"The Long Wave in the World Economy," originally published in 1992 and now available in the United States, offers an interpretation of the long wave cycle of alternating upswings and downswings in economics. The present global situation--with Eastern and Central Europe in turmoil, much of the Third World impoverished, and the West still blighted by unemployment--resembles the crisis of the late 1930s. It is not the first time that economics and politics have repeated themselves over roughly half a century. In the 1920s, Kondratieff was already writing of a "long wave" cycle. Since that time, many economists have tried to explain this phenomenon, but none has done justice to its complex cause and changing character.

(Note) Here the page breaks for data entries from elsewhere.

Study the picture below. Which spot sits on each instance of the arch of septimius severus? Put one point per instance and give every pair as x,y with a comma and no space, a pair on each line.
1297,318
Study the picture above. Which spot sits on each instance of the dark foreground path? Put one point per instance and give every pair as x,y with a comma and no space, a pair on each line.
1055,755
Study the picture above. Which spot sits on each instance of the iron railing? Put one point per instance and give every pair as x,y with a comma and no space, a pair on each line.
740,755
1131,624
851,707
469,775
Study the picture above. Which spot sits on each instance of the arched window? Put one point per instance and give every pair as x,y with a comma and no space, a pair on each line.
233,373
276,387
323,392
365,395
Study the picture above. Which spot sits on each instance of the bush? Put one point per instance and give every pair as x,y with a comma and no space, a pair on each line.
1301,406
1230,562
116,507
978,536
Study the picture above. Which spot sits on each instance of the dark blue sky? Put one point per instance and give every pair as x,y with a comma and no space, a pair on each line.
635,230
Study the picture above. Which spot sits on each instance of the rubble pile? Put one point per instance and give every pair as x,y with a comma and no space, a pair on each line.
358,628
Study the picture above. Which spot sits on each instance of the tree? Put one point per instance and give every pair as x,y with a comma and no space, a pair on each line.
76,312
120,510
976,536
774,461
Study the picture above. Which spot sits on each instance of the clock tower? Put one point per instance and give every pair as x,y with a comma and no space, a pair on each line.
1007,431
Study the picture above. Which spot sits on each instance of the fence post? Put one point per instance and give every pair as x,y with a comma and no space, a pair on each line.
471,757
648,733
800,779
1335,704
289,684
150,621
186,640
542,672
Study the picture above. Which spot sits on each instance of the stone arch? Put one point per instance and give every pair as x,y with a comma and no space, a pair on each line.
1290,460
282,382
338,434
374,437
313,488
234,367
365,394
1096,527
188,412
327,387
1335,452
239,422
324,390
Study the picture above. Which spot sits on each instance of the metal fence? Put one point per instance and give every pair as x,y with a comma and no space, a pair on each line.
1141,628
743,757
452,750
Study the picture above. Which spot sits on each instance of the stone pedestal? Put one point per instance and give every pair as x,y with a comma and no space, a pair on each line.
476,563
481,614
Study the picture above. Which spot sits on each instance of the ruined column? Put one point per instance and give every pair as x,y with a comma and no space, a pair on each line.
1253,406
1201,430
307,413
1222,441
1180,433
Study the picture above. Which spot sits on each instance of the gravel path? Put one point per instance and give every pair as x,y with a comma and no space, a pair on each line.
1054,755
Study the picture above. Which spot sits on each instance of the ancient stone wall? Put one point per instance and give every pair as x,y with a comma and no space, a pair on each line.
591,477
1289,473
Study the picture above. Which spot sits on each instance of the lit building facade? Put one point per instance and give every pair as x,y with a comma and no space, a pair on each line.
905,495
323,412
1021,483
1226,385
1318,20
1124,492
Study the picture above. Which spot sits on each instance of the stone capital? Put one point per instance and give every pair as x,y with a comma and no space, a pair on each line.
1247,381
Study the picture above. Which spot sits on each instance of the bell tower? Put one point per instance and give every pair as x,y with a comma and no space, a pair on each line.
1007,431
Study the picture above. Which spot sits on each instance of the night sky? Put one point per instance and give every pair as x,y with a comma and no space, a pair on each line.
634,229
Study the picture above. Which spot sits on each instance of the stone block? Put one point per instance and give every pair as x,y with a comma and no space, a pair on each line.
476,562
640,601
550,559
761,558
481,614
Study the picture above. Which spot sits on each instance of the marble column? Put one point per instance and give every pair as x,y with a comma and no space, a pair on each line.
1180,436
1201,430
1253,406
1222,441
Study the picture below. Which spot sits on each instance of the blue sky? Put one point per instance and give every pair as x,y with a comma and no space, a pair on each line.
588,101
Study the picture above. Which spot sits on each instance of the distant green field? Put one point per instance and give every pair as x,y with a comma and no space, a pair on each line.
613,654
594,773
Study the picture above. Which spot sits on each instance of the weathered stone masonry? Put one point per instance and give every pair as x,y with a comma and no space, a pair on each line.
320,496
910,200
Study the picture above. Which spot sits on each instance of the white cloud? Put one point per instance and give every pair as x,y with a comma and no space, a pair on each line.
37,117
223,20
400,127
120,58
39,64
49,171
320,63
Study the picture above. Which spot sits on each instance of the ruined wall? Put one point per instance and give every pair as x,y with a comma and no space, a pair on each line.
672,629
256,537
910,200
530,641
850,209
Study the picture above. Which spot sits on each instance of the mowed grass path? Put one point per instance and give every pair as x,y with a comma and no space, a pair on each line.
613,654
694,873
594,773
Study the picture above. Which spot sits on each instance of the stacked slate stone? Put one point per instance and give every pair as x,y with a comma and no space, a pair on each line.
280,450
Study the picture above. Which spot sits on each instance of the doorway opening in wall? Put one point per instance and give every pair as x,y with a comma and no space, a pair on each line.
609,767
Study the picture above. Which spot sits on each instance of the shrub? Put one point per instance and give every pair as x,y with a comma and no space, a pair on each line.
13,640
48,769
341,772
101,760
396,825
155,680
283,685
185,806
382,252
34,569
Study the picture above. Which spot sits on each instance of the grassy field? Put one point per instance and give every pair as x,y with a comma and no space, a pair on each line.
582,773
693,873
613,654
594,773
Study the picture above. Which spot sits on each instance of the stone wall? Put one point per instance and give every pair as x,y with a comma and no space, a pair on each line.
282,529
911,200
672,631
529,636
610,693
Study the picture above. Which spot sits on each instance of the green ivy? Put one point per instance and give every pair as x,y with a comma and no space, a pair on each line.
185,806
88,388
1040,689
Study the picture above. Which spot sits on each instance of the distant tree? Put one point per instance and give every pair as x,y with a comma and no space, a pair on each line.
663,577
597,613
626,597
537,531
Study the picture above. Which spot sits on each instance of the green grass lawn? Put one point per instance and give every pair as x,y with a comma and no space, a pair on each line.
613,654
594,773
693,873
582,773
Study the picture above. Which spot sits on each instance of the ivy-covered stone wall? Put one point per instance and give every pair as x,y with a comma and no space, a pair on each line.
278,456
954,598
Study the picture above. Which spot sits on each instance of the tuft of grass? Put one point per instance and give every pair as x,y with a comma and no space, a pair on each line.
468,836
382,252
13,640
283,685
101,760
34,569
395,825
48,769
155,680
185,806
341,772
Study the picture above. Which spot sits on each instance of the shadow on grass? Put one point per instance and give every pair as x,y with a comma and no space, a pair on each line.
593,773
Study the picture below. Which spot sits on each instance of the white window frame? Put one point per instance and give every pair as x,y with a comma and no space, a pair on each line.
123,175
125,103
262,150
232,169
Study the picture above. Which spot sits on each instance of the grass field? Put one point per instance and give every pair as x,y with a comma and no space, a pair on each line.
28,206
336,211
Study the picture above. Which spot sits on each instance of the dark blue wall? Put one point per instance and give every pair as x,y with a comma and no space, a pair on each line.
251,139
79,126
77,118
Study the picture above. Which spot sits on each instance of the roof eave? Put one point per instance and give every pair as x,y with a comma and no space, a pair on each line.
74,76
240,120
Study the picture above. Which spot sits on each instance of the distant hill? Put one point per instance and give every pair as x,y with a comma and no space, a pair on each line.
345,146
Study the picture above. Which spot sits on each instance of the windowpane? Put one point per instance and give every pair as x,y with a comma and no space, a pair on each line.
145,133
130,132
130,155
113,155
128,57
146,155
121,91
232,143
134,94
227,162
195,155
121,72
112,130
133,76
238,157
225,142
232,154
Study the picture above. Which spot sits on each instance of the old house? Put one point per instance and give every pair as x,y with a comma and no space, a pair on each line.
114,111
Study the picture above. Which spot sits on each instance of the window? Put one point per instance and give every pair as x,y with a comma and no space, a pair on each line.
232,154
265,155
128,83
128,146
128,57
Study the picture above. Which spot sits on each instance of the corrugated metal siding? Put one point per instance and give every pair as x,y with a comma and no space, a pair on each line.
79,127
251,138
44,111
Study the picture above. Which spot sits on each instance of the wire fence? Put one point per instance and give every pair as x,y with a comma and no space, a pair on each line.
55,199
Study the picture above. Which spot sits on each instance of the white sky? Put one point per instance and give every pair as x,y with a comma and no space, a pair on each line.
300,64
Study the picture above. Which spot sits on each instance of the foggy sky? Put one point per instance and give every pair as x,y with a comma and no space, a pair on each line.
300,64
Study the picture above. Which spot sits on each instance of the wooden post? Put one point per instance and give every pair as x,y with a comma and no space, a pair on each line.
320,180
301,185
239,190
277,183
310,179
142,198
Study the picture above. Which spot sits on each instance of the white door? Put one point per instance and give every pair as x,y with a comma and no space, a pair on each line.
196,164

In "The Long Wave in the World Economy, " Andrew Tylecote argues that current economic problems, like others before them, are largely due to national and international inequalities. A more equal distribution of wealth can be a stimulus to economic growth. In defense of this argument, Tylecote draws from an impressive range of historical and contemporary material, spanning the study of technology, sociology, politics, international relations, demography, and history.
"Andrew Tylecote's ambitious study furnishes us with a fascinating panorama of the development of the world economy over more than two centuries. He brings together the main theories of the capitalist long wave together with important qualifications and developments of his own. And while historical evidence and argument is richly deployed the book presents a novel interpretation of the contemporary woes of the world economy. Andrew Tylecote's bold synthesis is sure to become an important reference point in the debates of the 90s on the unequal and anarchic world in which we live."
-Robin Blackburn, Editor of "The New Left Review
"It is an intellectual tour de force . . . this is the most substantial synthesis of long wave theory to be published since the revival of theory in the whole topic."
-Christopher Freeman, University of Sussex
"[Tylecote's] thought-provoking long-wave look at our present problems gives a perspective that exists nowhere in the sterile Treasury models that rule our economy. It should be compulsory reading for every MP and economic mandarin."